# What should I know about Lodore in late August?



## raferguson1 (Feb 13, 2007)

I have a Gates of Lodore permit for a late August launch. This will be a small trip, experienced folks, mostly IKs and one raft. The rafter says he will be lightly loaded; the other boats should be largely or completely self-supported. I have done the Gates of Lodore before, although it has been a few years.

I read some discussion about rafts getting stuck in Disaster Falls at 800 cfs, but the Flaming Gorge dam is now releasing 1300 cfs average (900 cfs to 1600cfs), so I am less concerned about water levels and stuck rafts. Yes, we will bring a full pin kit. Apparently the drought plan is causing some of the dams to release more water.

I am guessing that we will not see a ranger at the put in. We have a short first day, so no need to be on the water early.

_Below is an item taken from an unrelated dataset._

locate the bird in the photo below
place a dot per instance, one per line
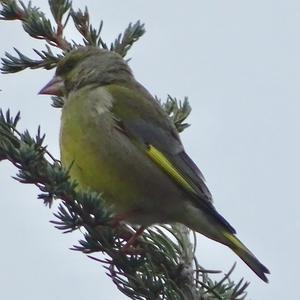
(120, 142)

So what else do I need to know?

Thanks in advance. I usually look here first for the latest and most accurate info.


----------



## kayakfreakus (Mar 3, 2006)

Should have an absolutely awesome time, especially with the Flaming Gorge flows. I think we still saw a ranger at check in on multiple fall floats later than August but could be misremembering. Prepare for weather to vary greatly and skunks at any of the Jones hole camps. Seems like bugs are not any issue this year and that leaves only the "W" paddling into split mountain. Jealous!!


----------



## unlucky (Sep 2, 2012)

Lodore at 800 CFS is in non way comparable to the MFS at low water. The river is technical in places but not a constant rock garden. Don’t get me wrong there are places to get in trouble but there is plenty of water to float the boats. You can run just about any boat and any reasonable load. We have done many mid and late august trips and my favorite last night camps are in island park. The bugs are typically long gone and you have the opportunity to see some spectacular sun sets. (Avoid island park like you would the plague in June and early July).


----------



## tBatt (May 18, 2020)

Good hikes: Winnie's Grotto, Rippling Brook, Limestone draw overlook (take a left toward the river when the slickrock flattens out). Petroglyph panels up Jones Creek and at the point of Steamboat Rock. Refill water at the Echo Park ranger station. 

What're your dates? I'm there 8/14-17


----------



## riverrat2004 (Jul 8, 2021)

good luck using your pin kit in disaster


----------